The hyperspace ω(f) when f is a transitive dendrite mapping
Jorge M. Martínez-Montejano, Héctor Méndez, Yajaida N. Velázquez-Inzunza
TL;DR
The paper investigates when the hyperspace of ω-limit sets $ω(f)$, viewed as a subspace of $2^{X}$ with the Hausdorff metric, has nontrivial interior or a connected structure. It proves that for any $f$ on a space with no isolated points, the interior of $ω(f)$ is empty, and that for a dendrite $D$ where every arc contains a free arc, a transitive $f$ yields $ω(f)$ which is totally disconnected. It then exhibits sharpness by constructing a transitive map on the universal dendrite $D_ ty$ for which $ω(f)$ contains an arc, showing that total disconnectedness can fail in non-graph continua. The results delineate when ω-limit hyperspaces must be totally disconnected and provide a concrete counterexample on the universal dendrite, advancing understanding of ω-limit structures in dendritic dynamics.
Abstract
Let $X$ be a compact metric space.
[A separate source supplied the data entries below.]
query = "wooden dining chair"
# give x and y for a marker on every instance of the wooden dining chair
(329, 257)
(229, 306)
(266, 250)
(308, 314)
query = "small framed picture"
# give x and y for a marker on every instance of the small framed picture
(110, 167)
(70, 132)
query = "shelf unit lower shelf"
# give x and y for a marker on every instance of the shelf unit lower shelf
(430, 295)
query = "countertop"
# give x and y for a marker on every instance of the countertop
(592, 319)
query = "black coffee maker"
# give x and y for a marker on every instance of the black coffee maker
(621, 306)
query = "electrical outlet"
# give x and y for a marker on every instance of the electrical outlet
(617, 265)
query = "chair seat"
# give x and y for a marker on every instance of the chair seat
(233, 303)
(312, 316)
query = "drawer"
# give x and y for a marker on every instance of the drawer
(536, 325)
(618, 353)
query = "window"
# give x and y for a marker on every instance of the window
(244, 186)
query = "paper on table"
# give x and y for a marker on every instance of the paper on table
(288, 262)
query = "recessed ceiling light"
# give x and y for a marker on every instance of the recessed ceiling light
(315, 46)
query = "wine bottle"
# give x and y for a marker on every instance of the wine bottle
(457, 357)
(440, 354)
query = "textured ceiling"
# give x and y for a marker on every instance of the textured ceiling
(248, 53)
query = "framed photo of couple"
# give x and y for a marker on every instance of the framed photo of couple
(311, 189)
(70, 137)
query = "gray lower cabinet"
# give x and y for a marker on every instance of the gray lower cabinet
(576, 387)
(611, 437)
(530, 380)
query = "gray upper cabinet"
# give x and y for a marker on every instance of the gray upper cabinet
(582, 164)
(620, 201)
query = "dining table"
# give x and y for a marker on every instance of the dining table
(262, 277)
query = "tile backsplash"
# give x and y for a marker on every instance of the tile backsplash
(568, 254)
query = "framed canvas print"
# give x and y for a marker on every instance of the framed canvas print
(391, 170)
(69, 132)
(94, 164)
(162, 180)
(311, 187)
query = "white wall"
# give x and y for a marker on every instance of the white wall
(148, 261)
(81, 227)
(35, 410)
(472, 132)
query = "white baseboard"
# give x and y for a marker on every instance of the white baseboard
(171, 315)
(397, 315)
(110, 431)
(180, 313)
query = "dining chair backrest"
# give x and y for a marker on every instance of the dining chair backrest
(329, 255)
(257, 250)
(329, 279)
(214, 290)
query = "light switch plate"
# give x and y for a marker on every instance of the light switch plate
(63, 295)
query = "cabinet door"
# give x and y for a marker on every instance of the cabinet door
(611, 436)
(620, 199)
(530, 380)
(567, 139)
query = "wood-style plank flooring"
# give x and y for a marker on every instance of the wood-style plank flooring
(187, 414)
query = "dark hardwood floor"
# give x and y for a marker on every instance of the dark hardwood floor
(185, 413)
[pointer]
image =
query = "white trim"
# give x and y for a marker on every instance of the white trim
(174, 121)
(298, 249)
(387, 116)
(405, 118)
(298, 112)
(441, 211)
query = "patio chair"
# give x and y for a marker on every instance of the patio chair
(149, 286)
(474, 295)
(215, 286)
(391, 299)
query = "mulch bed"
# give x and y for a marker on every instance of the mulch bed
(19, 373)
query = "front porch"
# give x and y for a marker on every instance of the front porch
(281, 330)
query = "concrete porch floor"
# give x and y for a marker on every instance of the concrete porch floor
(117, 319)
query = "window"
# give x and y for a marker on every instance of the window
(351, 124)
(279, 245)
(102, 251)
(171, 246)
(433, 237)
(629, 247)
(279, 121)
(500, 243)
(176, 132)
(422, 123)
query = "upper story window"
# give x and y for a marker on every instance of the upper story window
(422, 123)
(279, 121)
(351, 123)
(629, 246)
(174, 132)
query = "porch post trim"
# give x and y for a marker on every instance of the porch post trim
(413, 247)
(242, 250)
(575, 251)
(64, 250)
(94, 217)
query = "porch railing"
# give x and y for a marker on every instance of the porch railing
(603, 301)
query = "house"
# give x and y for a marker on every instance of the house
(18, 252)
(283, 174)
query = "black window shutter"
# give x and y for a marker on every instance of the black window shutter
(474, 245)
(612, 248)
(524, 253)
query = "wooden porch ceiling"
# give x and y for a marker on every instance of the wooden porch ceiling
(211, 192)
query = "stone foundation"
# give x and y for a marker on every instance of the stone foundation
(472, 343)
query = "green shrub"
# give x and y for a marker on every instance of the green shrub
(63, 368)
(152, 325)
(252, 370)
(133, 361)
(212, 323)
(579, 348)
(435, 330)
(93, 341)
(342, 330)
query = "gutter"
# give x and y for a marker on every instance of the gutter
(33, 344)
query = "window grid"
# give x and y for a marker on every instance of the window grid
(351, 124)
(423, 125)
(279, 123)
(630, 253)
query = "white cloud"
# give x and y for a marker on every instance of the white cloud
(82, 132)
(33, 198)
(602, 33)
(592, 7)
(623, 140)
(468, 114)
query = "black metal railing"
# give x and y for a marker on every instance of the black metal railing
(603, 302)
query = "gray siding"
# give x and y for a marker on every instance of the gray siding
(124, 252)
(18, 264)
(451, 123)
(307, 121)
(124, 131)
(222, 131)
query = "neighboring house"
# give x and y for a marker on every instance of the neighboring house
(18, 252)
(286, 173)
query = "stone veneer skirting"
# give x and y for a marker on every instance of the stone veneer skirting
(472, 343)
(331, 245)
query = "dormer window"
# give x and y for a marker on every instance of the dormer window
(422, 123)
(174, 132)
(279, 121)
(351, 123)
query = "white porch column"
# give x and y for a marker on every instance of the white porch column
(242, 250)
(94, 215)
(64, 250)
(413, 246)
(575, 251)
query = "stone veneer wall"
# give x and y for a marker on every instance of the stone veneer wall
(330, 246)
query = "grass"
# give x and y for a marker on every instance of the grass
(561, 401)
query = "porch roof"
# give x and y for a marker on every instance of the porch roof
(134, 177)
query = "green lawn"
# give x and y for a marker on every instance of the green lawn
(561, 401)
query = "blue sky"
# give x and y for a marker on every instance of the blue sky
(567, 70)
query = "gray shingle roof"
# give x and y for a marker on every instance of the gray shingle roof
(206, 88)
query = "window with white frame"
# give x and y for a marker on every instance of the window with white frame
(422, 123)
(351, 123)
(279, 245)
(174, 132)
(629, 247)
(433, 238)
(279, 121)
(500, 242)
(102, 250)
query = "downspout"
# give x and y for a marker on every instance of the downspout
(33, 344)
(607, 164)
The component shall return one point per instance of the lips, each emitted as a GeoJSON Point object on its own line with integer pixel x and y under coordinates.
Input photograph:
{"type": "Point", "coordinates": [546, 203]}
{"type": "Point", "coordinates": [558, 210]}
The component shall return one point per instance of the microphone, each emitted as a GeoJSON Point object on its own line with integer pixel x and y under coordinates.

By $2^X$ we denote the hyperspace of all closed and non-empty subsets of $X$ endowed with the Hausdorff metric. Let $f:X\to X$ be a continuous function. In this paper we study some topological properties of the hyperspace $ω(f)$, the collection of all omega limits sets $ω(x,f)$ with $x\in X$. We prove the following: $i)$ If $X$ has no isolated points, then, for every continuous function $f:X\to X$, $int_{2^X}(ω(f))=\emptyset$. $ii)$ If $X$ is a dendrite for which every arc contains a free arc and $f:X\to X$ is transitive, then the hyperspace $ω(f)$ is totally disconnected. $iii)$ Let $D_\infty$ be the Wazewski's universal dendrite. Then there exists a transitive continuous function $f:D_\infty\to D_\infty$ for which the hyperspace $ω(f)$ contains an arc; hence, $ω(f)$ is not totally disconnected.